Yuan Appreciation Against Dollar Threatens Stability: China Expert

President of private equity firm says yuan run up could lead to ‘massive unemployment’ in China

Political unrest in China could result if the yuan continues to appreciate significantly against the U.S. dollar, according to Benjamin Wey, president of New York Global Group. Late Monday the yuan did just that, guided by the central bank, and the move will not be without consequences—although it remains to be seen what those consequences will be.

benjamin weyWey (left), whose private equity investment firm has specialized in China-related transactions in the last decade, said in an interview with AdvisorOne that with two forces driving the yuan upward, the Chinese government is engaged in a balancing act that pits inflation against unemployment. The depreciation of the U.S. dollar across the globe is the first of those forces, and growth in China coupled with pressure from inflation is the second.

[See AdvisorOne coverage of FPA in China.]
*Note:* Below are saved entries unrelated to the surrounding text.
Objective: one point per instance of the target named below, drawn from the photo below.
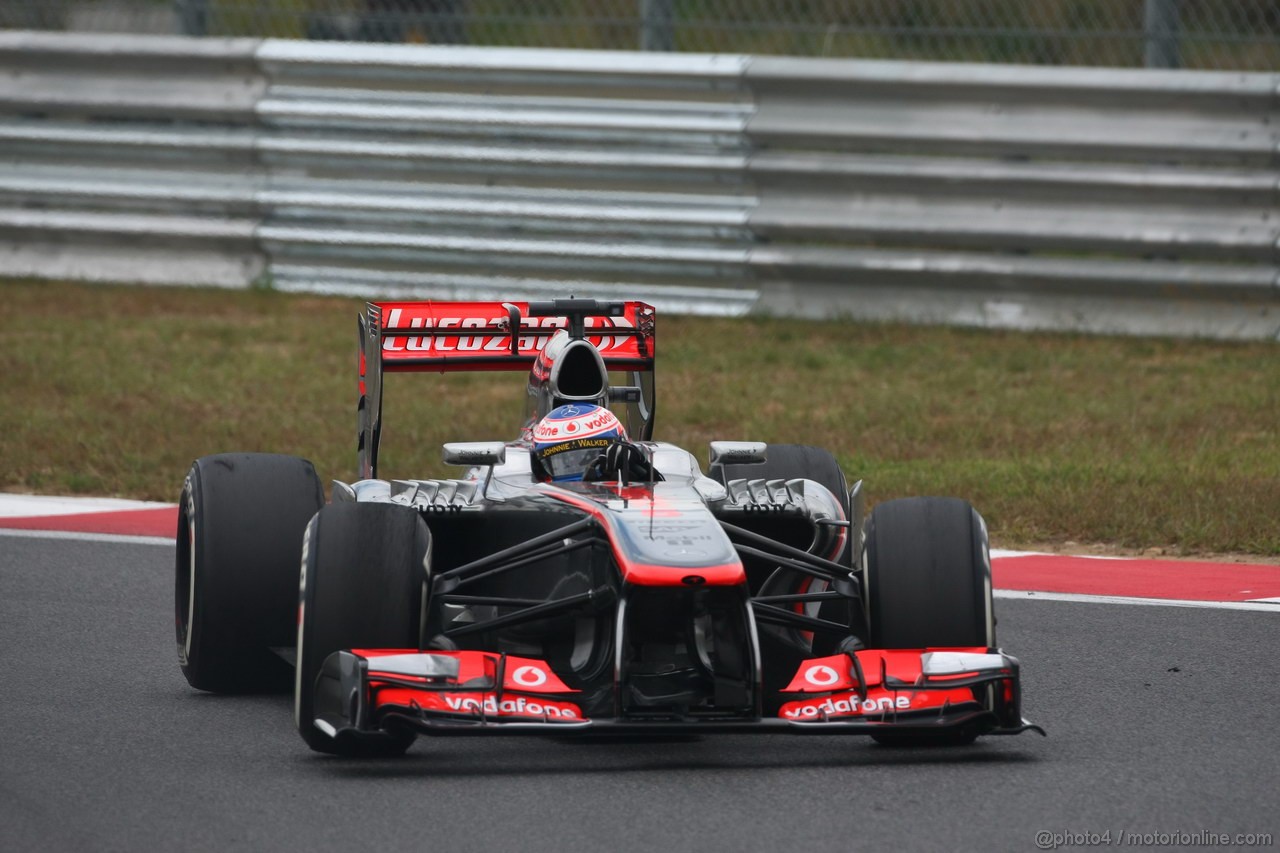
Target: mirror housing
(471, 454)
(737, 452)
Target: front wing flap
(370, 694)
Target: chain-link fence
(1188, 33)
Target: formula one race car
(583, 578)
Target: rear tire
(364, 584)
(928, 584)
(240, 533)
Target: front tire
(240, 533)
(928, 584)
(364, 585)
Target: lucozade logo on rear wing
(483, 328)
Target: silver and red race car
(644, 597)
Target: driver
(586, 442)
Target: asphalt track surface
(1160, 720)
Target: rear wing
(449, 337)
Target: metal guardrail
(1027, 197)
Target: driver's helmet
(571, 437)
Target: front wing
(369, 694)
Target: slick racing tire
(364, 585)
(928, 583)
(236, 593)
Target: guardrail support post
(192, 17)
(1160, 32)
(657, 24)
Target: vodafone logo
(821, 675)
(529, 676)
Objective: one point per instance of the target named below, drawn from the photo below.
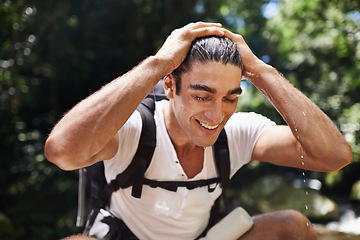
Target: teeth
(208, 126)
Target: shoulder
(246, 120)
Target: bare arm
(88, 132)
(311, 140)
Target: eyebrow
(205, 88)
(202, 87)
(237, 91)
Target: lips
(207, 126)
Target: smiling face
(208, 98)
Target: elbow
(57, 155)
(341, 158)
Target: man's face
(208, 97)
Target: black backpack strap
(222, 161)
(134, 173)
(222, 158)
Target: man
(203, 93)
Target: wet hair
(206, 49)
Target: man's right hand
(178, 43)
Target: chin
(204, 142)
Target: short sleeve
(243, 131)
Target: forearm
(319, 139)
(87, 128)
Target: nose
(214, 112)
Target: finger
(208, 31)
(202, 25)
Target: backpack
(133, 175)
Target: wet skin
(208, 98)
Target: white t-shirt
(184, 214)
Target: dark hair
(206, 49)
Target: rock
(273, 192)
(355, 191)
(6, 228)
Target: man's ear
(169, 86)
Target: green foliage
(55, 53)
(319, 48)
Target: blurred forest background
(55, 53)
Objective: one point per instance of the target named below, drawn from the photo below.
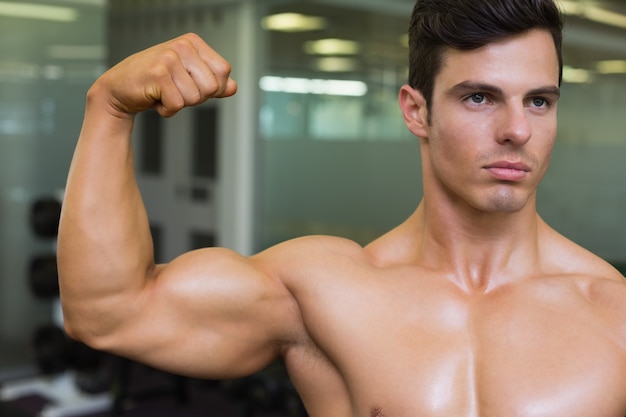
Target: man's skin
(471, 307)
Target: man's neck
(480, 250)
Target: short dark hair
(470, 24)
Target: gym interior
(307, 146)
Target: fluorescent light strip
(293, 22)
(332, 46)
(77, 52)
(594, 13)
(38, 11)
(313, 86)
(612, 67)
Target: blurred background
(313, 142)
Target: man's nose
(514, 125)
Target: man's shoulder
(310, 256)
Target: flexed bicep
(210, 313)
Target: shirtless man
(473, 306)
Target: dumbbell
(43, 277)
(44, 217)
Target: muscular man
(473, 306)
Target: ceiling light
(38, 11)
(612, 67)
(594, 13)
(78, 52)
(336, 64)
(293, 22)
(332, 47)
(313, 86)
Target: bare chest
(439, 355)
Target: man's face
(493, 123)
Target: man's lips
(508, 171)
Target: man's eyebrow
(472, 86)
(546, 91)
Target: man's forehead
(530, 58)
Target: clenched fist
(178, 73)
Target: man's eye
(477, 98)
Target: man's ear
(414, 110)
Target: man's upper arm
(210, 313)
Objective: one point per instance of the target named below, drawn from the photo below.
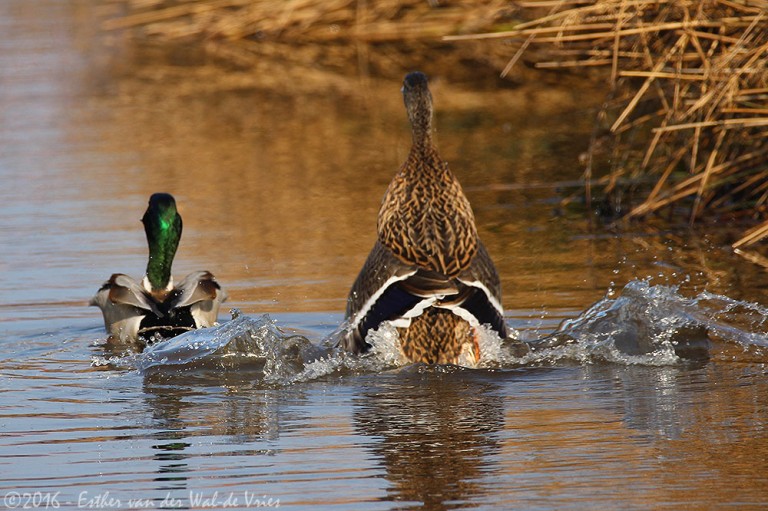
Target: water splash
(655, 326)
(642, 325)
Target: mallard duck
(428, 272)
(143, 311)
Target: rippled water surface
(648, 391)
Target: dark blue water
(644, 386)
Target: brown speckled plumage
(427, 256)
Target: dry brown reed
(688, 102)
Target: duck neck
(420, 115)
(163, 235)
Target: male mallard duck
(428, 272)
(136, 311)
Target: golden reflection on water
(280, 190)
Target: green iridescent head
(162, 224)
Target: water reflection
(434, 434)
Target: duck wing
(388, 289)
(121, 289)
(480, 293)
(202, 294)
(124, 305)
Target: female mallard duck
(428, 272)
(139, 311)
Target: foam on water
(645, 325)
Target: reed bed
(688, 102)
(687, 109)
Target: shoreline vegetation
(683, 129)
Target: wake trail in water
(644, 325)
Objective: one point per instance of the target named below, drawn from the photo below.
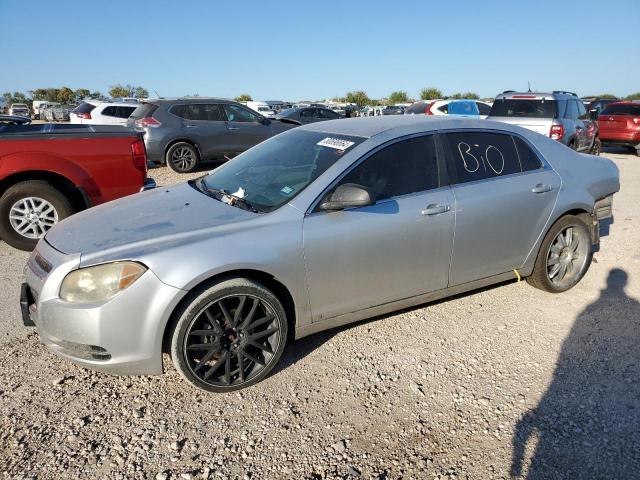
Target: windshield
(512, 107)
(618, 109)
(270, 174)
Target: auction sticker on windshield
(337, 143)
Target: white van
(262, 108)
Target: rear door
(204, 124)
(245, 127)
(398, 248)
(504, 196)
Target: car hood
(144, 220)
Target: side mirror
(348, 195)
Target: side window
(124, 112)
(483, 108)
(480, 155)
(582, 111)
(326, 113)
(572, 110)
(236, 113)
(405, 167)
(109, 111)
(528, 159)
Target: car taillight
(556, 132)
(139, 155)
(147, 122)
(427, 110)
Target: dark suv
(183, 131)
(558, 115)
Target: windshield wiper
(229, 198)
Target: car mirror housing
(348, 195)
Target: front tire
(564, 256)
(182, 157)
(28, 210)
(229, 336)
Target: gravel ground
(508, 380)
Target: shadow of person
(588, 422)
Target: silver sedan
(320, 226)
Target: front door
(398, 248)
(504, 197)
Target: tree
(358, 97)
(399, 96)
(430, 93)
(120, 90)
(66, 95)
(140, 92)
(82, 93)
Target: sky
(299, 49)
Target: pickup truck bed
(48, 172)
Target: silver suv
(558, 115)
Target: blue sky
(298, 49)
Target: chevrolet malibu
(320, 226)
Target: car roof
(537, 95)
(368, 127)
(189, 100)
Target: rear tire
(28, 210)
(564, 256)
(182, 157)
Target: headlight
(99, 283)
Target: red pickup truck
(48, 172)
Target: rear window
(517, 107)
(84, 108)
(633, 110)
(144, 110)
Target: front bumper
(149, 184)
(122, 335)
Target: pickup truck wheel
(183, 157)
(229, 336)
(28, 210)
(564, 256)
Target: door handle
(541, 188)
(435, 209)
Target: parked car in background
(49, 171)
(441, 107)
(306, 115)
(393, 110)
(14, 120)
(39, 105)
(619, 124)
(183, 131)
(56, 113)
(104, 114)
(21, 109)
(318, 227)
(595, 106)
(83, 111)
(558, 115)
(262, 108)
“Any significant appreciation of the Chinese yuan,” said Wey, “will lead to massive unemployment, which will then threaten social and political stability in China. More than 50% of China's GDP is export oriented and export volume is directly tied to the value of the Chinese yuan. The Chinese government adjusts its currency or makes policy changes under these basic parameters.” He added, “The biggest influencer currently is the U.S. Fed’s large stimulus boost, and in the end, the U.S. can not directly change a country's sovereign rights to its own currency.”

So far this year, he points out, Chinese currency has appreciated 1.2% vs. the U.S. dollar. “Since the Fed’s policy loosened up last year, the yuan is up 5.4%. It’s a gradual upward trend, making Chinese money worth more than dollars here [in the U.S.].”

Faced with particularly severe inflation this year, China, Wey says, can do several things: it can raise the value of its currency, and it can work to reverse or reduce some of the current trade imbalance with other nations.

“There is $30 billion in foreign currency a month sent to China through trade,” he explains. The tremendous pressure caused by this influx of foreign currency to local producers, he says, must be converted. The situation, he adds, is economically driven, not politically driven.